I
POV Tony
Fury zawołał "bardzo ważne i pilne" zebranie, a my od dziesięciu minut czekamy na Clinta. Więc postanowiłem do niego napisać żeby się ruszył.
---
Tony
Ty leniu rusz się!
Głąb
Chyba pomyliłeś numer
Tony
Nie żartuj se ze mnie i się rusz,
bo jak nie...
Głąb
Jak już pisałem pomylił pan numer
T
ony
Dobra, to już przestaje być śmieszne
Halo
HALO
NO BO PÓJDĘ DO CIEBIE!
CLINT KURWA MASZ TU PRZYJŚĆ I TO TERAZ!
GŁĄB
Jak już próbowałem ci wyjaśnić
Nie jestem Clintem i nie znam osobiście nikogo o tym imieniu
Tony
Tak bo ja ci uwierzę
---
Clint mnie teraz bardzo mocno zdenerwował, ale niech nie myśli że mu odpuszczę, co to to nie...
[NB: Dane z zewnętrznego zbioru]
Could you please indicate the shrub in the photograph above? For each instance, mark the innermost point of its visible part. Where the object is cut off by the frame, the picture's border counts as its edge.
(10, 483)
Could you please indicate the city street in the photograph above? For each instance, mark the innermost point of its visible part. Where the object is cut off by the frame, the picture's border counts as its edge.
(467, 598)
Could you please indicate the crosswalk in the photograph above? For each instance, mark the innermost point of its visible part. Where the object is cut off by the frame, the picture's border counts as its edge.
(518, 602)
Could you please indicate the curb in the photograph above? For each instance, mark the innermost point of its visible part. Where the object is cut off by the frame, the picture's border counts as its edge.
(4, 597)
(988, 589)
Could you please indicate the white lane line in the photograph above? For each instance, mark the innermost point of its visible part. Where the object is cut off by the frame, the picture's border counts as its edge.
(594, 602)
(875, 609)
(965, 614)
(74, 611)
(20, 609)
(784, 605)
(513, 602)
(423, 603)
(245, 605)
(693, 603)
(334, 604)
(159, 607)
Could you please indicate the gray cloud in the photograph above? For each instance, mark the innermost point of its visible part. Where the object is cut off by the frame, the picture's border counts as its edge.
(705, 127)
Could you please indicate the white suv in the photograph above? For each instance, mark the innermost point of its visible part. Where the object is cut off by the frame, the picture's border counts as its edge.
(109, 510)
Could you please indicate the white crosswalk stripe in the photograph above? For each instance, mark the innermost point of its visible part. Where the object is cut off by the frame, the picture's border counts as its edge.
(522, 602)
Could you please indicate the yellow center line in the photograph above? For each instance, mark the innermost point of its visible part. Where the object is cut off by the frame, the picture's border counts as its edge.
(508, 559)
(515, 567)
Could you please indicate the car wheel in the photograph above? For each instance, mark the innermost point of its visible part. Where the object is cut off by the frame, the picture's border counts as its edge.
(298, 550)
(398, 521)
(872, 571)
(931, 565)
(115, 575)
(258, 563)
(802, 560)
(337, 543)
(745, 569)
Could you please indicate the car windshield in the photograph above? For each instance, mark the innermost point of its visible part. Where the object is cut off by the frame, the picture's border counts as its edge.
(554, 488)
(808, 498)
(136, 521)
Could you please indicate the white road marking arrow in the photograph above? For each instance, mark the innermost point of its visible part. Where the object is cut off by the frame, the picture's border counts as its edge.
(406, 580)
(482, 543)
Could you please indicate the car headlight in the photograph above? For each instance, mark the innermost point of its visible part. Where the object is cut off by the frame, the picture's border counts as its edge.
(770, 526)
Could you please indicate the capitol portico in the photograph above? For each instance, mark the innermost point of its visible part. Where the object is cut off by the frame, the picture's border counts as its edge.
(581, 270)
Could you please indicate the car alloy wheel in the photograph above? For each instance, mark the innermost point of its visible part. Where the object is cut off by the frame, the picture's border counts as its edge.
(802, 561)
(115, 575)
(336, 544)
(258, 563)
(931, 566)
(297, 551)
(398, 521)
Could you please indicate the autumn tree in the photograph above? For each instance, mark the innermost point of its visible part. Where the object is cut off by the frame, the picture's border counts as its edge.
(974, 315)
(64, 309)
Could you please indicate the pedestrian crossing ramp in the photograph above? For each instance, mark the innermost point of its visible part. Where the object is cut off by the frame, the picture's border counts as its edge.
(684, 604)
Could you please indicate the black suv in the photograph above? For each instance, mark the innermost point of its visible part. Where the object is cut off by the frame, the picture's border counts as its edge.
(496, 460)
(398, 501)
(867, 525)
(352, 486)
* Clint próbuje wejść do pomieszczenia narad, ale tony go wyciąga na korytarz*
-clint! Ten żart był śmieszy pierwsze 2 razy! Przychodź jak do ciebie piszę kurwa!
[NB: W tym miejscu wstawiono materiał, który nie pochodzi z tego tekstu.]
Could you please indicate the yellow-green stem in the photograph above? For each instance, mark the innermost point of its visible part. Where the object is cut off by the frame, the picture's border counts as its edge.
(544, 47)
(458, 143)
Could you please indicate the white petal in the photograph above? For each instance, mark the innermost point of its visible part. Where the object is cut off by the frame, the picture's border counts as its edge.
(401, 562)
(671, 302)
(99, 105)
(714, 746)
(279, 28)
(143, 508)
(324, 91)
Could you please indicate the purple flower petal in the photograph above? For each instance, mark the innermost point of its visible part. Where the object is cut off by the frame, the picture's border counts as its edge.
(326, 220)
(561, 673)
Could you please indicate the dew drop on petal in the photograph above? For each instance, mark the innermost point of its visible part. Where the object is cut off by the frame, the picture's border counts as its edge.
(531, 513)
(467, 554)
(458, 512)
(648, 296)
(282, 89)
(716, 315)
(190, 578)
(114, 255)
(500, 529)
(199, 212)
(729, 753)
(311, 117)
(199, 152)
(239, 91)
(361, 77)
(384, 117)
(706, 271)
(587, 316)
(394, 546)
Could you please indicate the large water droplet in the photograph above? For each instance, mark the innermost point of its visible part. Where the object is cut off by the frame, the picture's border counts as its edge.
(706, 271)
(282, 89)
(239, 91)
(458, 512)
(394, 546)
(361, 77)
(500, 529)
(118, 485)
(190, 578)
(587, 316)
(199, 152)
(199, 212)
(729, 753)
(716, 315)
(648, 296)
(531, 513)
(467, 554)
- o czym ty do cholery mówisz Tony, nie pisałeś nic do mnie! - powiedział wyraźnie rozzłoszczony
-Nie a co to! - tony krzykną i pokazał mu ekran telefonu
-tony... To NIE Muj numer - powiedział clint - zobacz 2 ostatnie cyfry są napisane na odwrót. - powiedział i wszedł do sali w której wszyscy czekali
-chwila... Skoro nie pisałem do ciebie to do kogo - mruknął pod nosem i wrócił do pomieszczenia.